The Government's proposals do not include some of the more controversial suggestions from the green paper, such as legislation to change directors' duties and annual binding votes on remuneration. Much of the detail of the proposals is not yet fleshed out and will emerge over the coming months including with the secondary legislation and, in particular, with the FRC's consultation on changes to the Corporate Governance Code, which promises to be a significant exercise giving rise to substantial changes. Whilst the full package of new reforms is only intended to come into effect by June 2018, some may be implemented earlier as detailed above. Quoted companies (in particular FTSE 350 companies) should start considering (to the extent that they have not already done so) the approach they may take in many of these areas and, potentially, whether and to what extent they may start to reflect some of the proposed new requirements early (in their reporting in 2018 for the 2017 financial year) on a voluntary basis.
On some of the specific proposals in respect of executive pay:
- "Dissent register": there has been some criticism of the proposal to introduce the register of companies encountering significant shareholder dissent as being unnecessary. This is on the basis that the information regarding the dissent will already be public and generally subject to substantial press commentary, whilst there would probably only be a small number of companies on the register.
- Further vote: if the Corporate Governance Code ultimately provides for companies who encounter such dissent to put their remuneration policy to a shareholder vote at the next AGM, that would be a significant new development.
- LTIP holding period: the proposed increase of the recommended minimum holding and vesting periods for executive share awards from 3 to 5 years is unlikely to have a major impact as pressure from institutional shareholder bodies to do this has already been applied for some time.
- Pay ratios: the Government has acknowledges some of the challenges inherent in calculating and using pay ratios, however it remains to be seen whether the detailed proposals will enable companies to do so without being unduly burdened or producing potentially misleading outcomes. Companies will also be keen to ensure that the inevitable media reporting of the pay ratios will put them in the necessary context.

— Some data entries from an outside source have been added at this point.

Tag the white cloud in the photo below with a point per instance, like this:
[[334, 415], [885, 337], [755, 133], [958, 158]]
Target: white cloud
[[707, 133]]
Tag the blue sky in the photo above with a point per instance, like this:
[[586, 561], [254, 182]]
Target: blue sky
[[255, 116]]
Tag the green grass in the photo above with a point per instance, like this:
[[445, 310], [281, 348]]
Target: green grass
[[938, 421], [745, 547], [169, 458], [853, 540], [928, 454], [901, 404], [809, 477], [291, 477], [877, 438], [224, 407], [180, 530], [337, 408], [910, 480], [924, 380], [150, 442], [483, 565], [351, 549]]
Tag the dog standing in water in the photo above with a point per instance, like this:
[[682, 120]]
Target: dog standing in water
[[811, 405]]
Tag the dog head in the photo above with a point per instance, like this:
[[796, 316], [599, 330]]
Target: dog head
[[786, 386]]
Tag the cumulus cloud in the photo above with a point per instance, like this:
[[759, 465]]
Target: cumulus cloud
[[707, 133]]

On the proposed reporting obligations in relation to engaging with employees and other stakeholders, one of the more challenging elements of the proposal is the contemplated requirement for companies to report not only on how they have consulted stakeholders but also on how such consultation influenced board decision-making: the latter may be challenging and may require significant consideration by companies.

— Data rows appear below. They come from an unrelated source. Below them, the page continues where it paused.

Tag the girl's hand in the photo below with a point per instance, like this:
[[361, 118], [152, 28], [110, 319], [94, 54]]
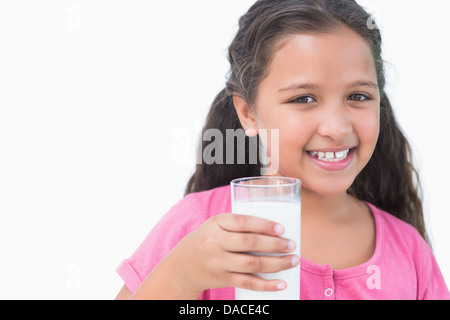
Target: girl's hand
[[214, 255]]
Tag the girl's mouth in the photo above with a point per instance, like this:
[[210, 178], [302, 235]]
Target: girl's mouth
[[332, 160]]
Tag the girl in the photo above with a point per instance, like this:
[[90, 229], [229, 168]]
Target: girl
[[313, 70]]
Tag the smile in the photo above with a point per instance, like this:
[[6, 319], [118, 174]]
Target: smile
[[330, 156], [337, 160]]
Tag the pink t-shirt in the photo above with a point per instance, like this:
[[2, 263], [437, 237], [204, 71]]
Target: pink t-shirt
[[402, 267]]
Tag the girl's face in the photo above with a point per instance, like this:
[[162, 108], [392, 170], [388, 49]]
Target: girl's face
[[321, 93]]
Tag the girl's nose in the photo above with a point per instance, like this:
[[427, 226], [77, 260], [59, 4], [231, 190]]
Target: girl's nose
[[335, 123]]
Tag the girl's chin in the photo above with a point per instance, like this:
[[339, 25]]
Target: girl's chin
[[326, 189]]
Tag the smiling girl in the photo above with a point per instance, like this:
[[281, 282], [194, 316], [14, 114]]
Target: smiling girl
[[311, 69]]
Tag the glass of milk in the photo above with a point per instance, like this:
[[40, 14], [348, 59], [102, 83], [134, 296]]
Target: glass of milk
[[276, 199]]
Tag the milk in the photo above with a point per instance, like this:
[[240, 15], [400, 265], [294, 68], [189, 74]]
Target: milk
[[288, 214]]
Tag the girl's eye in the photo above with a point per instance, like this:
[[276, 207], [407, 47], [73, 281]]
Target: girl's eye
[[304, 100], [358, 97]]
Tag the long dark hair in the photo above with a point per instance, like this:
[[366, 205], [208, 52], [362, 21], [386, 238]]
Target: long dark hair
[[389, 181]]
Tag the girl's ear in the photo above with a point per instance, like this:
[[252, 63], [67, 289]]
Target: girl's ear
[[246, 116]]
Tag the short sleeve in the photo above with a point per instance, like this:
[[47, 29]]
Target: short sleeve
[[431, 282], [183, 218]]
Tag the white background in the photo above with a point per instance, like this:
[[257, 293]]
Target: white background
[[100, 106]]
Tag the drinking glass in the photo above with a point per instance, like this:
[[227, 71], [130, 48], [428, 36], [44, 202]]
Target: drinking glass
[[276, 199]]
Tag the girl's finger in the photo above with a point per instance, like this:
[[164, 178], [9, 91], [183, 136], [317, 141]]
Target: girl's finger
[[255, 283], [246, 263], [242, 223], [245, 242]]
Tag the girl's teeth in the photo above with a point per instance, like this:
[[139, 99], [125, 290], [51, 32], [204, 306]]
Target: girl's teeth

Although some of the proposals will become legally binding requirements under secondary legislation (most notably the content requirements for the strategic report), the majority will be on a voluntary "comply or explain" basis with the emphasis on disclosure. It is clear from the language used in the response, however, that the Government intends to assess whether this approach is effective as a catalyst for change and, if it is not perceived to be, the Government may look in the future to bring in more prescriptive, inflexible and onerous requirements.